Kowloon Walled City — Ian Lambot / CC BY-SA 4.0 (via Wikipedia)

In 1987 Kowloon Walled City packed 33,000 people into six and a half acres

by · Boing Boing

By 1987, Kowloon Walled City held an estimated 33,000 residents on 2.6 hectares — "approximately 1.2 million inhabitants per square kilometer (3 million per square mile)," according to Wikipedia, making it one of the most densely populated places on Earth. The 1898 convention that leased the New Territories to Britain excluded the old Chinese fort, leaving an enclave claimed by two governments and governed by neither.

Unregulated construction from the 1960s onward created "a labyrinth of interconnected high-rise buildings built without architectural or engineering oversight." Alleyways ran one to two meters wide, lower floors saw "a near-total lack of sunlight," and the informal network of staircases and passageways on upper levels grew so extensive that "one could travel north to south through the entire city without ever touching solid ground."

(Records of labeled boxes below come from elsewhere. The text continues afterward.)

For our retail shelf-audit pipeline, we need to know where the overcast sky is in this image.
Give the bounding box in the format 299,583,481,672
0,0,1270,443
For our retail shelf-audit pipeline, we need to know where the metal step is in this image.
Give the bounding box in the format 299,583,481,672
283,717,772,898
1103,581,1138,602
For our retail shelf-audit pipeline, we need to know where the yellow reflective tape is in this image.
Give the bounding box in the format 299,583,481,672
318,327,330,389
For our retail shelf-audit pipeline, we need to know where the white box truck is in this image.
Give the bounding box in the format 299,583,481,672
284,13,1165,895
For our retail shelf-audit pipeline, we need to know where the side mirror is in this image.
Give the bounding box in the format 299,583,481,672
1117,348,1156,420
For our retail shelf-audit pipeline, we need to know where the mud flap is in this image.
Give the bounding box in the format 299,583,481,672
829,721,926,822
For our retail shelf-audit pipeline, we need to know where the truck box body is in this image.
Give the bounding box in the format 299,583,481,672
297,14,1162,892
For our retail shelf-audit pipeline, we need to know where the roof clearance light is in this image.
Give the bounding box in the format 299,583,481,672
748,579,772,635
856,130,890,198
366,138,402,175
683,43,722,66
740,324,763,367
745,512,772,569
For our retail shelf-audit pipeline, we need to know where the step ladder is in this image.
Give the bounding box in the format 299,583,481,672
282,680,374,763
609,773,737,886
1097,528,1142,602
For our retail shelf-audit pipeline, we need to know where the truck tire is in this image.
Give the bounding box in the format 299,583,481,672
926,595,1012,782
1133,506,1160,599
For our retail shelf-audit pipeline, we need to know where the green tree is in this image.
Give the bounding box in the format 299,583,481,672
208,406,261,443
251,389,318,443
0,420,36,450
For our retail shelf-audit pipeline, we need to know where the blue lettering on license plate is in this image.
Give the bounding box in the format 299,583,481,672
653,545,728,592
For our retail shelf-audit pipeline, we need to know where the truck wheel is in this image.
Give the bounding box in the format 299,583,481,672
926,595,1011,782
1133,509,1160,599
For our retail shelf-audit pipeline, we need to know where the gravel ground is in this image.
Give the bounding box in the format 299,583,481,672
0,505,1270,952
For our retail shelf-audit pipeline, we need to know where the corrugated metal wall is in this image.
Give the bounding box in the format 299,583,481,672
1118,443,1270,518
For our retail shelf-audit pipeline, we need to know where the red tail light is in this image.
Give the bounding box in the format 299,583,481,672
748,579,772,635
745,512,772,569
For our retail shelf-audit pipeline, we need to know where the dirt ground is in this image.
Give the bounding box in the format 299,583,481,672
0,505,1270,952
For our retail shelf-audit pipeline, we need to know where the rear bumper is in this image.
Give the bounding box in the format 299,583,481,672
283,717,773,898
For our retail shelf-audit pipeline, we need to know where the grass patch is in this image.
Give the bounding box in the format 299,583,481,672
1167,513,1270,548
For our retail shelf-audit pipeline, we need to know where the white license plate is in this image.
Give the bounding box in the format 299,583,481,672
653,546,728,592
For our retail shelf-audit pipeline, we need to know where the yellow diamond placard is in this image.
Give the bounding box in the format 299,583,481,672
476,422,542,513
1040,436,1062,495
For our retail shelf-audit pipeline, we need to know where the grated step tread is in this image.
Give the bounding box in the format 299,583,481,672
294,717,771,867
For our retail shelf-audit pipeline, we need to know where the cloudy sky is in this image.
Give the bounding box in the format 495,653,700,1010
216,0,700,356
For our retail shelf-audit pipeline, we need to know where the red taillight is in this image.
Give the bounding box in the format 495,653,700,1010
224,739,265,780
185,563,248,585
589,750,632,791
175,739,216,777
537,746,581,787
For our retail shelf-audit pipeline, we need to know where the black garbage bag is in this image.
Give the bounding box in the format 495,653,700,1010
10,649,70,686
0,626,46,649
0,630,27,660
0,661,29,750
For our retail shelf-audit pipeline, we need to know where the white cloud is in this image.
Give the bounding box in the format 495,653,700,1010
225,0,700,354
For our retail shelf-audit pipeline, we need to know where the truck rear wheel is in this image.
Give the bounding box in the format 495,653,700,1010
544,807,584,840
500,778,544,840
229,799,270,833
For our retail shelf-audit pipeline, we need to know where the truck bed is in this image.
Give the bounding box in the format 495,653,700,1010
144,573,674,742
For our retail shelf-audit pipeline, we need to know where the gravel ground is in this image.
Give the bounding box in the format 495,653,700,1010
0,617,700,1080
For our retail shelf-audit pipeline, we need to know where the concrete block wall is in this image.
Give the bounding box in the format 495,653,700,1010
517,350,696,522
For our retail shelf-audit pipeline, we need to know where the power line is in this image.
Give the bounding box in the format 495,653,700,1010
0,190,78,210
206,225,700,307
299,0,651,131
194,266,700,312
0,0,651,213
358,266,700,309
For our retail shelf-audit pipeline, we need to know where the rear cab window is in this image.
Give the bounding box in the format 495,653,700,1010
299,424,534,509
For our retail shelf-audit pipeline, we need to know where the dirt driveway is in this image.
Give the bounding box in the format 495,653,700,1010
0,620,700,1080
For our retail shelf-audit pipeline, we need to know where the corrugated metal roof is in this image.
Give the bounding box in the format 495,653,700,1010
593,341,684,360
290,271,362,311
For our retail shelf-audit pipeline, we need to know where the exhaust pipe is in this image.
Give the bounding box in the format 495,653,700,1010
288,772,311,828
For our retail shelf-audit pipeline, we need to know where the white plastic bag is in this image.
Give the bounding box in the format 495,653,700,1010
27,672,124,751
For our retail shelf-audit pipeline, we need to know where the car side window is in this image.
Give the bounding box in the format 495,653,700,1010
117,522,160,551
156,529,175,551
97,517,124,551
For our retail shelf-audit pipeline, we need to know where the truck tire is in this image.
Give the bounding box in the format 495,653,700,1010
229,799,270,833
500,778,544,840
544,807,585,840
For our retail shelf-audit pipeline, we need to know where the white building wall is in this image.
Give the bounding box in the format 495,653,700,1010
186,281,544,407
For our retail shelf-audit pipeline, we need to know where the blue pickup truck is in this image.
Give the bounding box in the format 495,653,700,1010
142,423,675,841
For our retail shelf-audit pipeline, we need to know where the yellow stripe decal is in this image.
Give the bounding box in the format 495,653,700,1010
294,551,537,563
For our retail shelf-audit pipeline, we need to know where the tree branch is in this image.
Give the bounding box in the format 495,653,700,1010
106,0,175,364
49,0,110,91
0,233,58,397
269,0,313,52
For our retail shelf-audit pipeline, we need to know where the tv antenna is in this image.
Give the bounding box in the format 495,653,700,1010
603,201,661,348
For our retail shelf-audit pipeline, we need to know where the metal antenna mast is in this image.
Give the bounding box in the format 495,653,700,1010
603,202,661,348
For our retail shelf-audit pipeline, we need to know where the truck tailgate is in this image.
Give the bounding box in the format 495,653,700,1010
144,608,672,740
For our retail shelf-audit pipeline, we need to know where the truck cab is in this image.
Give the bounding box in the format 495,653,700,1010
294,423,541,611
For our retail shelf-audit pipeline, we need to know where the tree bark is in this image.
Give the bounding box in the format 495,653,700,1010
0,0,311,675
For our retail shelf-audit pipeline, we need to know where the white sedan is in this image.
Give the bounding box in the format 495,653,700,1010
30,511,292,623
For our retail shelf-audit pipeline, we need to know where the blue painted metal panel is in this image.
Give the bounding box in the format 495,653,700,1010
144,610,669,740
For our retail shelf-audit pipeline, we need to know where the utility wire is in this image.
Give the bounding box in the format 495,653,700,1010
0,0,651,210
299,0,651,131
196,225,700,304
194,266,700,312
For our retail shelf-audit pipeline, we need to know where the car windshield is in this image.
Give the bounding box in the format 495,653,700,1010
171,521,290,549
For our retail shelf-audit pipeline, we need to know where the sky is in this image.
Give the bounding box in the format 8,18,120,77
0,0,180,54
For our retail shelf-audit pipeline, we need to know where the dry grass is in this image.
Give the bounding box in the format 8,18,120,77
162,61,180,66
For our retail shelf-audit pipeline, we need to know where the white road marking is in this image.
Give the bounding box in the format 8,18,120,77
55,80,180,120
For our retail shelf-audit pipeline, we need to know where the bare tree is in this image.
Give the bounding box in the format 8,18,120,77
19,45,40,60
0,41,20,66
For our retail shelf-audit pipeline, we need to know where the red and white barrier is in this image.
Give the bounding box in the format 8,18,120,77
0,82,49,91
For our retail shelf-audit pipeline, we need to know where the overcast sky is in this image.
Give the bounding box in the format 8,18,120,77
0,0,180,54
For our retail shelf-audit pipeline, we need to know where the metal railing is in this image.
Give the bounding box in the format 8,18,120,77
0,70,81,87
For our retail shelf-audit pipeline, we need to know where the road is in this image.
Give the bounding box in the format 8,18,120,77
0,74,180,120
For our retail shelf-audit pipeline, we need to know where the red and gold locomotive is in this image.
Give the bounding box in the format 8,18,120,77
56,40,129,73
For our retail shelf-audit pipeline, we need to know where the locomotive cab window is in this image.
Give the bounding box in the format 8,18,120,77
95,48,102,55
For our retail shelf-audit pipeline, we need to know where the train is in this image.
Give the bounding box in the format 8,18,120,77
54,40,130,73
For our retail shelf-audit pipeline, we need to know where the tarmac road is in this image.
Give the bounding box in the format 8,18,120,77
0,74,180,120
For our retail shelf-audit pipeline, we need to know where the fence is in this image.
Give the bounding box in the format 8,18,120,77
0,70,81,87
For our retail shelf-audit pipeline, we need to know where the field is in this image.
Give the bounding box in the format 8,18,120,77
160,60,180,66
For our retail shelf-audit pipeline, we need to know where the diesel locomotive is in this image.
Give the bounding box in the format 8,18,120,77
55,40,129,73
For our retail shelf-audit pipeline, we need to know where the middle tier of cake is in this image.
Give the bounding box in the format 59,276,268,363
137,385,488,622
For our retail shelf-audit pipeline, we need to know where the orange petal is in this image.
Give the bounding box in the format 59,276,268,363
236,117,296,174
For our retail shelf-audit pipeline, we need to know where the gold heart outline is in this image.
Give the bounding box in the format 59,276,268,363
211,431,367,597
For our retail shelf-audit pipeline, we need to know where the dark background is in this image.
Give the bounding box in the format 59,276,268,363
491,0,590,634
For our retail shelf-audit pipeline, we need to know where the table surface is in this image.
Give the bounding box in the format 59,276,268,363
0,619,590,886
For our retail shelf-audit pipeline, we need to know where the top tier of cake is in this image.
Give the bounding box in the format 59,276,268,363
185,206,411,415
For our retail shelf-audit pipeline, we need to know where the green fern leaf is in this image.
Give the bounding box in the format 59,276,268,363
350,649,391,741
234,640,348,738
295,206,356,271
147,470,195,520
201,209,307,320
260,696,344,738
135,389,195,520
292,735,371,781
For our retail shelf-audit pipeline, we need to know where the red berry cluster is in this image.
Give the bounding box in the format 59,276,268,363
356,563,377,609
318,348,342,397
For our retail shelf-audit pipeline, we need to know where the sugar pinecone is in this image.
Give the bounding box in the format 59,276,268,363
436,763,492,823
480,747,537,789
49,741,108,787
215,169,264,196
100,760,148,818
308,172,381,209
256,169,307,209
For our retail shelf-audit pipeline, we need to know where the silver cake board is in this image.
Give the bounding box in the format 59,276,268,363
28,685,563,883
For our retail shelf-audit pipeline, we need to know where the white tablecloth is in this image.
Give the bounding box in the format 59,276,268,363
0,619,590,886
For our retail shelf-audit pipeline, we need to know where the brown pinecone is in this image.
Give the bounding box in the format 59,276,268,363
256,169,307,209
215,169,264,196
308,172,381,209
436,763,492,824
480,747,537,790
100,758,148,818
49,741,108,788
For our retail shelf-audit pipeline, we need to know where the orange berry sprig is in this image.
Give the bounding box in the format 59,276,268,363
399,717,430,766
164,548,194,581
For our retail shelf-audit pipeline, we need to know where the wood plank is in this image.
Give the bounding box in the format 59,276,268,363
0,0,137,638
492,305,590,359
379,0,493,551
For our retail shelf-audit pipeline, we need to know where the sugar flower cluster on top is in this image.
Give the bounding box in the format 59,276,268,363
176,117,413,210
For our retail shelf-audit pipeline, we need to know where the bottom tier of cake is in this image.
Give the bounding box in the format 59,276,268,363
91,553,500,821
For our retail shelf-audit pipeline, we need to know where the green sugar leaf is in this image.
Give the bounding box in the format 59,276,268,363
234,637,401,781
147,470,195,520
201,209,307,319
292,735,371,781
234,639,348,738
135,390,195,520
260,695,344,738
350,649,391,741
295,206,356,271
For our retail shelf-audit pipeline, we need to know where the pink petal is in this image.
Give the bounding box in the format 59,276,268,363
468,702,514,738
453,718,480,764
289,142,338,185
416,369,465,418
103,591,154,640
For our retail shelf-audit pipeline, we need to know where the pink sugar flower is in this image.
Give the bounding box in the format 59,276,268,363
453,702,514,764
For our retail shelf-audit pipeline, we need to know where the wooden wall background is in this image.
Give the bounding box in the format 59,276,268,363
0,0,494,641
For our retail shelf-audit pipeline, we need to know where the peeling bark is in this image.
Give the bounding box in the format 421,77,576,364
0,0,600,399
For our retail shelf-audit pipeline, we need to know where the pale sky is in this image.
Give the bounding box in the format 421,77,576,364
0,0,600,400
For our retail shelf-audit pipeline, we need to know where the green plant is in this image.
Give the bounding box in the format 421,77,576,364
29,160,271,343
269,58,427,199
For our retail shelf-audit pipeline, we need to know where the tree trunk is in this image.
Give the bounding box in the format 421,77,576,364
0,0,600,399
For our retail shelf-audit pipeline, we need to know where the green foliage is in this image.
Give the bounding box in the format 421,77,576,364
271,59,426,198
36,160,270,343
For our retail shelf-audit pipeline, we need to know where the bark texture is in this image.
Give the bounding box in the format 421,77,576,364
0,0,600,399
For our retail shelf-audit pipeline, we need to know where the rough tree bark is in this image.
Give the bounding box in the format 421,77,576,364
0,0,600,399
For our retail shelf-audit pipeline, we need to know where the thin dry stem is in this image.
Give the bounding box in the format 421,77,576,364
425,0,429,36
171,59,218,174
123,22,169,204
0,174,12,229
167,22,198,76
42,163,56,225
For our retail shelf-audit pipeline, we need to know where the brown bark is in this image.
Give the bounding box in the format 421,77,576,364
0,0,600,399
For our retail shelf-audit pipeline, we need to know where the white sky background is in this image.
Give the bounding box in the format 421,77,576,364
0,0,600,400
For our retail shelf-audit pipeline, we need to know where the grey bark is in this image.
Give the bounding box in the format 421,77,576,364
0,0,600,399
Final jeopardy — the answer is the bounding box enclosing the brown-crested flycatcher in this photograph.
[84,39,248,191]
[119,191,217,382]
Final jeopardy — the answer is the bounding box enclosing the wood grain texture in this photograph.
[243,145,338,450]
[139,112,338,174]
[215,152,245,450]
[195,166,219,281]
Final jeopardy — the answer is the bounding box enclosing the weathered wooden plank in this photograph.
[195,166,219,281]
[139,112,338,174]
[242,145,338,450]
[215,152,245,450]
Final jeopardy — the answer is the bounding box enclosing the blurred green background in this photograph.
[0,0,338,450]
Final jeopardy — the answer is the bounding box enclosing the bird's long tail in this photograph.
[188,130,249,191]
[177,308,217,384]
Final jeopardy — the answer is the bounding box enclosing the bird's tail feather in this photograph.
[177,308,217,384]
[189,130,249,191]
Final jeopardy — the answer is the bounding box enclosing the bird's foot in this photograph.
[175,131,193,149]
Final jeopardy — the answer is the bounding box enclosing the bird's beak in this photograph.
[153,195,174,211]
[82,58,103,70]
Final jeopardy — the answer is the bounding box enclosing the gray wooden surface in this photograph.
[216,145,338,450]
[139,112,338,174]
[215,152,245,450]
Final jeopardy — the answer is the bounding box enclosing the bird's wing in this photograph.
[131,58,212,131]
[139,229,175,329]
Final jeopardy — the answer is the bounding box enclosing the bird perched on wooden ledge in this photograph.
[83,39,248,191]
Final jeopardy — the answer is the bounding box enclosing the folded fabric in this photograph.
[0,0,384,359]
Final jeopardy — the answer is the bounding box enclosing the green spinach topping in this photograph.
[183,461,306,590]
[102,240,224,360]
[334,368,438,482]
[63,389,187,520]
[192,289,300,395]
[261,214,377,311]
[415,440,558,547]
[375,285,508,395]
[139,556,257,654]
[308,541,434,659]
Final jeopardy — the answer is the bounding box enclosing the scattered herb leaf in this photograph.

Triads controlled the brothels, gambling parlors, and opium dens from the 1950s until 1973 and 1974, when "more than 3,500 police raids resulted in over 2,500 arrests and over 1,800 kilograms (4,000 lb) of drugs seized." Residents lived alongside unlicensed dentists, factories, and schools. Britain and China agreed to demolish the city in 1984, paid HK$2.7 billion in compensation, and tore it down between 1993 and 1994. A park now stands on the site.